For many job seekers, finding and landing a job is one of the biggest challenges out there. However, there are a plethora of resources that can not only improve your job search, but also be the key ingredient needed to actually land you a career. Here are a few of our favorites:
EmploymentPipeline.com. Ever wish you could connect directly with employers instead of going through a middleman? With EmploymentPipeline.com, job seekers become their own recruiters through access to the Occupation Pipeline widget, a unique tool which enables job hunters to perform broader career searches by sourcing occupations, rather than job titles. Essentially, this allows job seekers to find better options, while at the same time interacting with hiring employers directly.
For example, say you are looking for a job in marketing. With EmploymentPipeline.com job seekers are able to search by occupational categories, as well as by company, skill set, and location. Further, job seekers are able to connect directly with employers that are hiring right now, allowing you to get in their pipeline more efficiently.
My Next Move. My Next Move is a resource that assists job seekers in figuring out what they want to do for a living. Job seekers can search careers by keywords, occupation, industry, or even answer questions about the type of work they may enjoy, resulting in a more catered search.
Why are resources like My Next Move important? Shouldn’t things like a college degree or years in the workforce equate to an understanding of your own job search? Yes and no. For many job seekers, the tools to effectively figure out what you want to do, and how to search for it, haven’t been taught. So, My Next Move teaches job seekers not only how to look for a job, but also helps point them in the right direction once it’s determined.

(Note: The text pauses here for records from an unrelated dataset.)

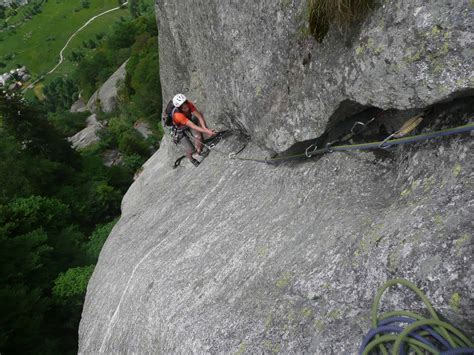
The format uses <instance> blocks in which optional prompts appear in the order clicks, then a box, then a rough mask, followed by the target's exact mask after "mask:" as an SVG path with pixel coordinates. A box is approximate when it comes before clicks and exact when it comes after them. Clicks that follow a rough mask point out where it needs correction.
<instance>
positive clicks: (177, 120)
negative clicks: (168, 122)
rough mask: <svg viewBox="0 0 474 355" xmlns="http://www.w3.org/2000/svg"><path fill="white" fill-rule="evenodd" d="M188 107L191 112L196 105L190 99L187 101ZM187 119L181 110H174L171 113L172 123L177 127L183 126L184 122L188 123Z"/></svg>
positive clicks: (192, 110) (186, 117)
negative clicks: (171, 117) (174, 110)
mask: <svg viewBox="0 0 474 355" xmlns="http://www.w3.org/2000/svg"><path fill="white" fill-rule="evenodd" d="M188 105H189V109H190V111H191V113H193V112H194V111H196V107H195V106H194V104H193V103H192V102H191V101H188ZM188 121H189V119H188V118H187V117H186V115H185V114H184V113H182V112H179V111H176V112H175V113H174V114H173V124H175V125H176V126H178V127H181V126H185V125H186V123H188Z"/></svg>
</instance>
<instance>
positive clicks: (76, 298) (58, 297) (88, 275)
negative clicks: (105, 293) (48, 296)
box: [53, 265, 94, 304]
mask: <svg viewBox="0 0 474 355" xmlns="http://www.w3.org/2000/svg"><path fill="white" fill-rule="evenodd" d="M93 271H94V265H89V266H83V267H75V268H72V269H69V270H68V271H66V272H65V273H60V274H59V276H58V278H57V279H56V280H55V281H54V287H53V296H54V298H55V299H56V300H57V301H59V302H61V303H62V302H67V301H70V300H73V302H74V303H78V304H81V303H82V297H83V296H84V295H85V294H86V290H87V283H88V282H89V279H90V277H91V276H92V272H93Z"/></svg>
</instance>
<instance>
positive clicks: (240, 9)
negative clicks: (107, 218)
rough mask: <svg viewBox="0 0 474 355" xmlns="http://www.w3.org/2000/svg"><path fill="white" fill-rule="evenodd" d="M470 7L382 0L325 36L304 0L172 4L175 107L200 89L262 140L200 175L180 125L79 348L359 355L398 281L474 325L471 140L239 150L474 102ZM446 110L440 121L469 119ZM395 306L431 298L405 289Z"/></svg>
mask: <svg viewBox="0 0 474 355" xmlns="http://www.w3.org/2000/svg"><path fill="white" fill-rule="evenodd" d="M470 6H471V5H470V4H469V2H468V1H430V2H426V1H421V0H413V1H383V4H380V5H379V6H378V7H377V8H376V9H375V10H374V11H373V13H372V14H370V15H369V16H368V17H367V19H366V20H365V21H364V22H363V23H360V24H357V25H354V26H353V27H352V28H351V29H350V30H346V31H342V32H341V31H338V30H337V29H335V28H333V29H331V30H330V32H329V33H328V35H327V37H326V38H325V39H324V41H323V43H322V44H318V43H315V42H314V41H313V40H312V39H311V38H308V37H306V36H302V35H301V34H300V32H301V31H300V30H301V28H302V26H304V11H306V10H305V9H306V3H305V2H304V1H298V0H295V1H281V2H279V1H269V0H262V1H258V2H253V1H248V0H243V1H239V2H235V1H228V0H225V1H207V2H195V1H184V0H174V1H158V2H157V4H156V14H157V20H158V27H159V34H160V35H159V41H160V68H161V79H162V88H163V97H164V101H166V100H167V98H169V97H171V96H172V95H173V94H174V93H176V92H184V93H185V94H187V95H188V96H189V98H190V99H191V100H193V101H194V102H195V103H196V104H197V106H198V108H199V109H201V110H203V111H204V113H205V116H206V117H207V118H208V120H209V121H210V123H211V124H210V126H211V127H215V128H222V127H232V128H239V129H241V130H242V131H244V133H246V134H248V135H249V136H250V138H251V142H250V143H247V141H246V139H245V138H241V137H240V136H239V135H237V134H235V135H233V136H231V137H229V138H227V139H225V140H224V141H223V142H221V143H219V144H218V145H217V146H216V150H214V151H212V152H211V153H210V155H209V156H208V157H207V158H206V159H205V160H204V161H203V162H202V163H201V165H200V166H199V167H198V168H195V167H194V166H192V165H191V163H189V162H187V161H186V160H185V161H183V163H182V164H181V166H180V167H179V168H177V169H172V168H171V166H172V165H173V162H174V160H175V159H176V158H177V157H178V156H179V155H180V154H178V152H177V150H176V147H175V146H174V145H173V144H172V143H171V141H170V139H169V137H168V136H166V137H165V138H164V140H163V142H162V144H161V147H160V149H159V151H158V152H157V153H155V154H154V155H153V157H152V158H151V159H150V160H149V161H148V162H147V163H146V164H145V165H144V168H143V171H142V172H141V173H140V175H139V176H138V178H137V180H136V181H135V182H134V184H133V185H132V186H131V187H130V189H129V191H128V192H127V194H126V196H125V197H124V200H123V202H122V216H121V218H120V220H119V222H118V223H117V225H116V226H115V227H114V229H113V231H112V233H111V235H110V236H109V238H108V240H107V242H106V244H105V246H104V248H103V250H102V252H101V255H100V258H99V261H98V264H97V266H96V269H95V271H94V274H93V276H92V278H91V280H90V283H89V285H88V291H87V296H86V301H85V304H84V309H83V314H82V320H81V324H80V329H79V352H80V353H81V354H97V353H138V354H142V353H164V354H174V353H177V354H187V353H210V354H221V353H239V354H243V353H248V354H255V353H310V354H353V353H356V352H357V349H358V346H359V345H360V342H361V339H362V337H363V335H365V334H366V333H367V331H368V329H369V328H370V321H369V317H370V309H371V305H372V302H373V298H374V296H375V292H376V290H377V288H378V287H380V286H381V285H382V284H383V283H384V282H385V281H386V280H388V279H391V278H395V277H401V278H406V279H409V280H411V281H413V282H414V283H415V284H417V285H418V286H419V287H420V288H421V289H422V290H423V291H424V292H425V293H426V295H427V296H428V298H429V299H430V300H431V301H432V303H433V305H434V306H435V308H436V309H437V310H438V311H439V313H440V314H442V315H443V316H444V317H445V318H446V319H447V320H448V321H450V322H451V323H453V324H454V325H456V326H458V327H460V328H462V329H463V330H464V331H465V332H466V333H467V334H469V335H470V336H471V337H472V336H473V335H474V324H473V322H472V320H473V319H474V301H473V296H472V295H473V288H472V287H473V276H472V275H474V272H473V271H474V270H473V266H472V255H473V251H474V250H473V243H472V232H473V229H474V228H473V227H474V225H473V216H474V205H473V203H472V201H473V200H474V192H473V191H474V189H473V187H474V186H473V181H474V179H473V177H474V169H473V161H474V160H473V145H474V141H473V140H472V135H471V136H469V135H463V136H458V137H452V138H443V139H438V140H434V141H429V142H425V143H419V144H416V145H412V146H403V147H399V148H396V149H393V150H392V151H391V152H388V153H384V154H382V153H379V152H351V153H333V154H327V155H324V156H321V157H320V158H317V159H313V160H309V161H306V162H305V163H298V164H297V163H286V164H280V165H277V166H272V165H266V164H259V163H255V162H249V161H240V160H230V159H229V154H230V153H232V152H236V151H238V150H240V149H241V148H242V147H244V146H246V148H245V149H244V150H243V152H242V153H240V154H239V156H246V157H262V156H266V155H267V152H268V151H269V150H270V151H277V152H281V151H283V150H286V149H287V148H289V147H291V146H293V144H294V143H295V142H300V141H304V140H307V139H310V138H315V137H319V136H320V135H321V134H322V133H323V132H325V131H327V129H328V128H329V127H331V126H335V125H336V124H337V123H338V122H339V123H340V122H341V121H343V120H344V119H345V118H347V117H349V116H352V115H353V114H355V113H358V112H360V111H361V110H363V109H364V108H368V107H379V108H382V109H394V110H392V111H391V113H390V114H386V115H385V116H384V117H382V120H384V124H385V126H386V127H390V124H391V122H392V121H395V120H396V119H397V118H398V119H401V118H404V119H406V118H407V117H408V116H409V114H410V113H411V112H415V111H417V110H419V111H420V110H423V109H425V108H427V107H428V106H430V105H432V104H434V103H439V102H444V101H446V102H447V103H446V104H445V105H446V107H448V106H449V105H450V103H449V102H448V101H449V100H450V99H452V98H454V97H458V96H466V97H467V98H465V99H463V100H465V101H466V102H469V98H468V97H469V95H472V87H473V80H472V64H471V56H472V53H471V52H472V43H473V41H472V23H471V22H472V21H471V22H470V17H469V16H471V15H472V8H471V7H470ZM190 8H192V11H183V9H190ZM453 105H454V104H453ZM443 107H445V106H443ZM443 109H444V108H443ZM437 110H438V111H439V110H441V109H440V108H439V107H438V105H437V106H434V107H432V108H431V115H432V116H431V118H430V120H429V123H427V125H428V126H426V127H425V128H424V129H425V130H430V129H433V127H438V128H440V127H444V126H443V125H446V126H450V125H454V124H456V122H459V121H456V120H458V119H460V117H459V116H460V114H459V112H455V111H450V112H451V113H446V114H444V116H443V117H441V116H439V117H437V116H436V115H435V113H433V112H437ZM446 110H448V109H446ZM463 110H464V109H463ZM448 111H449V110H448ZM453 112H454V113H453ZM463 112H464V114H463V115H461V116H462V117H461V118H462V121H463V122H464V121H466V119H467V120H468V119H469V117H472V115H473V113H474V110H473V108H472V100H471V104H470V109H468V110H467V111H466V110H465V111H463ZM466 112H467V113H466ZM439 120H441V121H442V122H444V123H440V122H438V121H439ZM430 125H431V127H430ZM382 303H383V308H384V309H407V310H408V309H411V310H414V311H419V312H421V311H422V304H421V303H419V302H417V301H416V299H415V298H414V297H412V295H410V294H409V293H406V292H403V291H400V290H393V291H390V293H389V295H387V296H386V297H384V298H383V302H382Z"/></svg>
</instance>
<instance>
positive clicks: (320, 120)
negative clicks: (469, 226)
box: [156, 0, 474, 151]
mask: <svg viewBox="0 0 474 355" xmlns="http://www.w3.org/2000/svg"><path fill="white" fill-rule="evenodd" d="M191 4H192V7H193V11H192V14H191V13H189V14H187V15H184V14H183V13H182V11H181V9H183V8H187V7H189V6H191ZM306 12H307V7H306V1H301V0H295V1H274V0H262V1H251V0H243V1H239V2H234V1H207V2H206V3H205V4H201V3H199V5H197V3H194V2H190V1H188V0H176V1H175V0H173V1H166V0H163V1H157V5H156V15H157V16H156V17H157V22H158V27H159V33H160V36H159V41H160V48H161V51H160V73H161V74H160V75H161V78H162V83H163V85H162V87H163V97H164V98H165V99H164V100H166V98H168V97H172V95H173V94H174V93H176V92H181V91H182V92H184V93H186V94H189V96H190V97H192V98H193V99H194V100H196V101H197V103H198V104H199V105H200V106H202V108H203V109H205V111H206V112H207V113H208V116H209V117H210V118H212V119H213V120H214V122H224V123H225V124H226V125H227V126H229V125H231V124H233V125H234V126H237V127H239V128H243V129H245V130H246V131H247V133H249V134H250V135H251V136H252V138H253V139H255V140H256V141H258V142H259V144H261V145H264V146H265V147H267V148H270V149H272V150H274V151H283V150H285V149H287V148H288V147H289V146H291V145H292V144H293V143H294V142H295V141H303V140H307V139H311V138H315V137H317V136H319V135H320V134H321V133H322V132H323V131H324V130H325V128H326V126H327V124H328V122H329V121H330V120H331V119H335V117H333V114H334V113H335V112H336V111H337V110H338V109H345V110H346V111H349V112H352V111H354V110H355V109H357V108H359V105H363V106H376V107H380V108H383V109H389V108H394V109H400V110H402V109H403V110H404V109H410V108H421V107H426V106H428V105H430V104H432V103H435V102H438V101H441V100H444V99H446V98H448V97H451V96H456V95H459V94H462V93H464V92H466V91H467V90H471V89H473V87H474V77H473V70H472V57H473V54H474V53H473V43H474V31H473V22H472V15H473V7H472V3H470V2H469V0H460V1H459V0H449V1H446V0H435V1H429V2H427V1H423V0H414V1H397V0H390V1H381V2H380V4H379V5H378V7H377V8H376V9H375V10H374V11H373V12H372V13H371V14H369V15H368V16H367V18H366V20H365V21H364V22H363V23H361V24H358V25H355V26H352V27H349V28H346V29H343V30H342V32H341V31H340V30H338V29H337V28H335V27H333V28H332V29H331V30H330V31H329V33H328V35H327V36H326V38H325V39H324V41H323V43H321V44H319V43H316V42H315V41H314V40H313V39H312V38H311V37H308V36H305V35H302V32H303V30H304V29H305V27H306V26H307V25H306V22H305V16H306ZM337 118H340V115H338V117H337Z"/></svg>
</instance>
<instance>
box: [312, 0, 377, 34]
mask: <svg viewBox="0 0 474 355" xmlns="http://www.w3.org/2000/svg"><path fill="white" fill-rule="evenodd" d="M373 5H374V0H309V1H308V15H309V16H308V17H309V18H308V21H309V30H310V33H311V35H313V36H314V38H315V39H316V40H317V41H318V42H321V41H322V40H323V38H324V37H325V36H326V34H327V33H328V31H329V27H330V25H331V24H332V23H334V24H336V25H343V24H348V23H351V22H353V21H356V20H360V19H361V18H363V17H364V16H365V15H366V14H367V12H368V11H369V10H370V9H371V8H372V6H373Z"/></svg>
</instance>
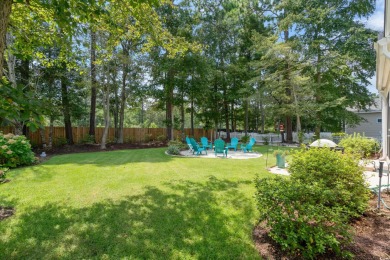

Bureau of Labor Statistics. The Bureau of Labor Statistics isn’t just a resource for those who want to know specific figures and data. It’s a job search resource that can assist any person looking for a career to learn more about they industry, salary options, longevity, etc.
For example, if you wanted to learn more about a career in advertising, the Bureau of Labor Statistics can assist you in figuring out the nature of advertising industry, working conditions, employment, occupations within the industry, outlook, training, wages, etc.
By acquiring the proper knowledge, job seekers can learn more about their chosen profession, which could be a huge asset when trying to figure out how to conduct a job search. After all, each industry conducts itself differently. The more you know, the better shape you’ll be in.
What other tools can job seekers use to improve the job search?